Frequency Tables in Statistics
In statistics, a frequency table is a tool used to organize and present data collected from a survey in a clear and systematic way.
This type of table categorizes the data into classes or groups and shows how often each class or group appears in the dataset, known as the frequency of occurrence.

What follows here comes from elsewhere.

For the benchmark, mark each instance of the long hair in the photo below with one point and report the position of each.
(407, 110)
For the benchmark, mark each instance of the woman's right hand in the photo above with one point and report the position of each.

A typical frequency table includes four main columns:
- Frequency Classes or Categories
These represent the different groups or intervals into which the data is divided.For example, if you were analyzing the heights of a group of people, the classes might be height ranges like "150-159 cm," "160-169 cm," and so on.
- Absolute Frequency (F)
This shows the number of observations, or occurrences, that fall into each class or category.Continuing with the height example, the absolute frequency for the "150-159 cm" class might be 12, meaning 12 people have a height between 150 and 159 cm.
- Relative Frequency (f)
This is the ratio of the absolute frequency of a class to the total number of observations. The sum of all relative frequencies in a table equals 1. $$ f = \frac{F}{T} $$ where T is the total number of observations, and F is the absolute frequency of a class. This value is often expressed as a percentage. $$ f = \frac{F}{T} \cdot 100 $$ In this case, the sum of all relative frequencies as percentages equals 100%.
For instance, if there are 100 people in total, and 12 of them fall into the "150-159 cm" class, the relative frequency would be 12%. $$ f = \frac{F}{T} \cdot 100 $$ Here, F=12 and T=100. $$ f = \frac{12}{100} \cdot 100 = 0.12 \cdot 100 = 12% $$
- Cumulative Frequency
The cumulative frequency is the running total of absolute and/or relative frequencies up to a certain class or category. It represents the total number of observations that fall within that class and all preceding classes. This helps in understanding how data accumulates across the distribution.
Frequency tables are incredibly useful for quickly analyzing data distributions and often serve as the basis for graphical representations like histograms or bar charts.
They also make it easy to identify the mode (the most frequent value) and provide an immediate snapshot of the data distribution within the sample.
Practical Example
I gathered data on the heights of 30 students, with the following results:
- 150-159 cm: 3 students
- 160-169 cm: 8 students
- 170-179 cm: 15 students
- 180-189 cm: 4 students
The frequency table could look like this:
Height (cm) | Absolute Frequency | Relative Frequency (%) | Cumulative Frequency | Cumulative Frequency (%) |
---|---|---|---|---|
150-159 | 3 | 10% | 3 | 10% |
160-169 | 8 | 26.7% | 11 | 36.7% |
170-179 | 15 | 50% | 26 | 86.7% |
180-189 | 4 | 13.3% | 30 | 100% |
Total | 30 | 100% |
The set of pairs consisting of the category (first column) and the corresponding absolute frequency (second column) is known as the frequency distribution.
For example, (150-159, 3), (160-169, 8), (170-179, 15), (180-189, 4)
The third column shows the cumulative absolute frequency.
For example, in the row for the "170-179 cm" category, the cumulative frequency is 26 because the sum of the absolute frequencies up to this category is $$ 3+8+15=26 $$
The fourth column shows the cumulative relative frequency, where the relative frequencies are added together.
For instance, in the row for the "170-179 cm" category, the cumulative relative frequency is 86.7% because the sum of the relative frequencies up to this category is $$ 10\% +26.7\% +50\% =86.7\% $$
In conclusion, frequency tables are a crucial component of statistical analysis, allowing raw data to be transformed into a more interpretable and visually accessible format.